Kellogg's CEO is facing backlash for suggesting people eat “cereal for dinner” to save money

WK Kellogg CEO Gary Belnick's proposal to save costs by eating cereal for dinner has not yet caught on with consumers who… Feeling the pressure of grocery prices.

Belnick brought up buying cereal for dinner to save money on groceries Appeared on CNBC's “Squawk on the Street” on February 21. He was responding to a question regarding how much food prices have risen and how More than 11% of consumer disposable income Moving towards buying it, according to Latest data available In the US Department of Agriculture. A clip from the interview is Take online tours He was met with what dissidents saw The irony of Belnik's proposal.

“The cereal category has always been affordable and tends to be a great destination when consumers are under pressure,” the cereal company's CEO said.

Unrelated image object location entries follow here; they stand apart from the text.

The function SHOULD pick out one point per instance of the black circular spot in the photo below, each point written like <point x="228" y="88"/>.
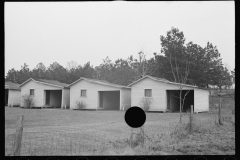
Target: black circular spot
<point x="229" y="158"/>
<point x="82" y="158"/>
<point x="22" y="158"/>
<point x="170" y="158"/>
<point x="200" y="158"/>
<point x="111" y="158"/>
<point x="141" y="158"/>
<point x="135" y="117"/>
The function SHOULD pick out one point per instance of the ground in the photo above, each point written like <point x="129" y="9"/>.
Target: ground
<point x="74" y="132"/>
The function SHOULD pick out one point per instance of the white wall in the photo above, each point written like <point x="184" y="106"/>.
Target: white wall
<point x="38" y="92"/>
<point x="65" y="97"/>
<point x="14" y="97"/>
<point x="125" y="95"/>
<point x="159" y="94"/>
<point x="91" y="99"/>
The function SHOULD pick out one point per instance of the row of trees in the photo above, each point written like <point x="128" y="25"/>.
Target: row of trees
<point x="204" y="66"/>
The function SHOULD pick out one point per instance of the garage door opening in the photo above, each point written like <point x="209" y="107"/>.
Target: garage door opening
<point x="6" y="97"/>
<point x="53" y="98"/>
<point x="173" y="102"/>
<point x="109" y="100"/>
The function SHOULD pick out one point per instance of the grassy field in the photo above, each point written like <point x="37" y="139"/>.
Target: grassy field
<point x="71" y="132"/>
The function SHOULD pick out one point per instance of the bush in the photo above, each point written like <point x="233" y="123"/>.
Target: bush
<point x="145" y="103"/>
<point x="28" y="101"/>
<point x="80" y="105"/>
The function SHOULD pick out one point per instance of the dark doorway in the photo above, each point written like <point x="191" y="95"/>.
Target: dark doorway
<point x="47" y="98"/>
<point x="173" y="101"/>
<point x="6" y="97"/>
<point x="53" y="98"/>
<point x="109" y="100"/>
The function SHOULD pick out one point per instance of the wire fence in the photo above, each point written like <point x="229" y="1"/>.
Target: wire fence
<point x="92" y="140"/>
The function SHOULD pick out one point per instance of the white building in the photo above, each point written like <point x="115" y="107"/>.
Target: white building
<point x="12" y="94"/>
<point x="46" y="93"/>
<point x="164" y="95"/>
<point x="99" y="94"/>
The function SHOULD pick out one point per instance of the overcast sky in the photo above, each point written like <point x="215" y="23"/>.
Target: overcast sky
<point x="50" y="32"/>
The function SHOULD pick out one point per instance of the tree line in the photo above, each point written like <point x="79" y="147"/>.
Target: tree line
<point x="205" y="66"/>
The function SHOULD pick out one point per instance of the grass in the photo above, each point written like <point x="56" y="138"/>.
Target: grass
<point x="69" y="132"/>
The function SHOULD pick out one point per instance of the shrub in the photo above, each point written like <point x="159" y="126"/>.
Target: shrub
<point x="28" y="101"/>
<point x="145" y="103"/>
<point x="80" y="104"/>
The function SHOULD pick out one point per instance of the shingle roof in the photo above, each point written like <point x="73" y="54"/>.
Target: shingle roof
<point x="103" y="82"/>
<point x="161" y="79"/>
<point x="11" y="85"/>
<point x="53" y="82"/>
<point x="164" y="81"/>
<point x="48" y="82"/>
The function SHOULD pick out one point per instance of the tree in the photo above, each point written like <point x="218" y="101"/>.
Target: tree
<point x="175" y="51"/>
<point x="141" y="66"/>
<point x="24" y="74"/>
<point x="12" y="75"/>
<point x="57" y="72"/>
<point x="39" y="71"/>
<point x="103" y="71"/>
<point x="71" y="65"/>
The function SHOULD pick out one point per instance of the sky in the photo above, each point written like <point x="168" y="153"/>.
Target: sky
<point x="84" y="32"/>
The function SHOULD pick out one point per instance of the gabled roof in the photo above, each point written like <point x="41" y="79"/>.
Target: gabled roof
<point x="47" y="82"/>
<point x="102" y="82"/>
<point x="11" y="85"/>
<point x="164" y="81"/>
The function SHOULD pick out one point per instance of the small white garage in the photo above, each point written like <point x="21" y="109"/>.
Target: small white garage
<point x="164" y="95"/>
<point x="12" y="94"/>
<point x="99" y="94"/>
<point x="46" y="93"/>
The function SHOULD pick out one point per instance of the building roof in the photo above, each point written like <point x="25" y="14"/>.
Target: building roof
<point x="47" y="82"/>
<point x="11" y="85"/>
<point x="164" y="81"/>
<point x="102" y="82"/>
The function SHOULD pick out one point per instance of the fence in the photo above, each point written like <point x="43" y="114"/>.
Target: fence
<point x="227" y="102"/>
<point x="60" y="142"/>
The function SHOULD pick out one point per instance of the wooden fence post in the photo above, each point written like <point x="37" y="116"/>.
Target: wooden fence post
<point x="219" y="112"/>
<point x="191" y="115"/>
<point x="18" y="136"/>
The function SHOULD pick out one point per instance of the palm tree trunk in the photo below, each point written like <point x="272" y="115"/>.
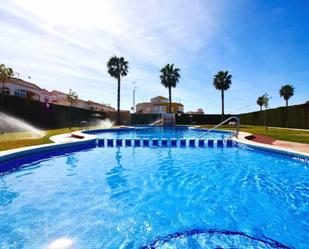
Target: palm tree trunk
<point x="265" y="118"/>
<point x="2" y="96"/>
<point x="70" y="116"/>
<point x="222" y="104"/>
<point x="118" y="101"/>
<point x="170" y="99"/>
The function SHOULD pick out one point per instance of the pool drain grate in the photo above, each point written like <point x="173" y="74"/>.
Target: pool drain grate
<point x="213" y="238"/>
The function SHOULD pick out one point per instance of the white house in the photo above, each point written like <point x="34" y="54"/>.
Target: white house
<point x="24" y="89"/>
<point x="159" y="105"/>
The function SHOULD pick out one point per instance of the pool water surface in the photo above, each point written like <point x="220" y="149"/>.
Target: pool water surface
<point x="134" y="197"/>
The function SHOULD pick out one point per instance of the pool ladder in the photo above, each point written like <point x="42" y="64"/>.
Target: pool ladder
<point x="236" y="131"/>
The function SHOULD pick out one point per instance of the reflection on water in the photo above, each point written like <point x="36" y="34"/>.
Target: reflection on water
<point x="6" y="196"/>
<point x="116" y="177"/>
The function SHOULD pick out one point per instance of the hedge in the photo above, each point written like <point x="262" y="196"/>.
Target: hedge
<point x="296" y="116"/>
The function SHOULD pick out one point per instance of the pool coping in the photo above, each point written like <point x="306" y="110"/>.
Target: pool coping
<point x="83" y="137"/>
<point x="272" y="148"/>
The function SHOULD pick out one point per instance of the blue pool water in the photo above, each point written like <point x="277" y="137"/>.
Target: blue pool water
<point x="162" y="132"/>
<point x="135" y="197"/>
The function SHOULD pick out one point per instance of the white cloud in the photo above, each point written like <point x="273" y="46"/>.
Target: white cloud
<point x="65" y="44"/>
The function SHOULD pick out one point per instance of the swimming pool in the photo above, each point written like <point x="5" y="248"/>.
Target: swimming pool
<point x="160" y="132"/>
<point x="156" y="197"/>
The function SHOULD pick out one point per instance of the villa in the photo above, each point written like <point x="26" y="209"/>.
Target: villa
<point x="158" y="105"/>
<point x="24" y="89"/>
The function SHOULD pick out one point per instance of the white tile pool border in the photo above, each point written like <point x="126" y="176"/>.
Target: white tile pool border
<point x="66" y="140"/>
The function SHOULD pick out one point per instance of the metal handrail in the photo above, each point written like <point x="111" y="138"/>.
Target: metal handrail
<point x="223" y="122"/>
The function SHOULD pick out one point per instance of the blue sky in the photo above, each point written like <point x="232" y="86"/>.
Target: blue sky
<point x="66" y="44"/>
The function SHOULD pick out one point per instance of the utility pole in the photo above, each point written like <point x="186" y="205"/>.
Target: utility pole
<point x="134" y="89"/>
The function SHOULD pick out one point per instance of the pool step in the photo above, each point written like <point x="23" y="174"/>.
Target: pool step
<point x="164" y="142"/>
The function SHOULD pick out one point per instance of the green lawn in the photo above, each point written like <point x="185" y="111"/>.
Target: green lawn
<point x="21" y="139"/>
<point x="280" y="134"/>
<point x="277" y="133"/>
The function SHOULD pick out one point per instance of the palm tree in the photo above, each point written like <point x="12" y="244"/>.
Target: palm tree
<point x="265" y="99"/>
<point x="72" y="96"/>
<point x="169" y="78"/>
<point x="286" y="91"/>
<point x="117" y="67"/>
<point x="5" y="73"/>
<point x="222" y="81"/>
<point x="260" y="102"/>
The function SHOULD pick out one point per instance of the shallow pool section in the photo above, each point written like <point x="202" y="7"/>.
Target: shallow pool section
<point x="160" y="132"/>
<point x="135" y="197"/>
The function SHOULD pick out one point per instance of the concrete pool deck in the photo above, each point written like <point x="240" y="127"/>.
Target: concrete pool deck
<point x="272" y="144"/>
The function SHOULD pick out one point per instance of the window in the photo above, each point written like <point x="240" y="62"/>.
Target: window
<point x="36" y="97"/>
<point x="5" y="91"/>
<point x="20" y="93"/>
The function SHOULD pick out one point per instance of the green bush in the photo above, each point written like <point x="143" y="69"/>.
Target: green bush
<point x="296" y="116"/>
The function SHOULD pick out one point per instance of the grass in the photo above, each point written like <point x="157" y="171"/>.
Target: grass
<point x="21" y="139"/>
<point x="300" y="136"/>
<point x="291" y="135"/>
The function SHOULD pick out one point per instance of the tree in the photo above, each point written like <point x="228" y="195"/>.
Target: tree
<point x="72" y="96"/>
<point x="5" y="73"/>
<point x="286" y="91"/>
<point x="118" y="67"/>
<point x="265" y="98"/>
<point x="222" y="81"/>
<point x="260" y="102"/>
<point x="169" y="78"/>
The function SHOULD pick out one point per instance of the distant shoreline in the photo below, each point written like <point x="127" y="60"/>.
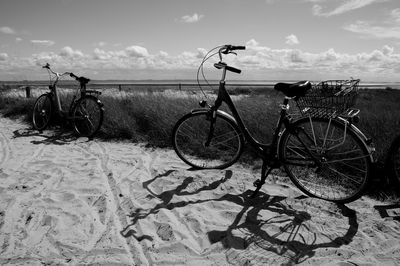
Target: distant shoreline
<point x="257" y="83"/>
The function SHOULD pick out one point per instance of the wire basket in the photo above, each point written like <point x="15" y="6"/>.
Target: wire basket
<point x="329" y="98"/>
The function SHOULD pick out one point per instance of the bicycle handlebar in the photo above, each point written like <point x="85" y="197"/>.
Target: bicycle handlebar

“If you think about the cost of grain to a family versus what the family can do, the cost will be affordable for everyone,” he added. “We're talking about making sure we have the right package at the right price in the right place. So, having a different sized package that's going to have a different price point, that's going to take some of the pressure off the consumer when they're shopping. Those are some of the things we do. But, in a way Overall, the cereal category is where a lot of people might come because a bowl of cereal with milk and fruit is less than $1. So you can imagine why a consumer under pressure might find this a good place to go.

While this portion of the interview is circulating online, social media users have attacked Belnik for suggesting what they feel he would not regularly do himself.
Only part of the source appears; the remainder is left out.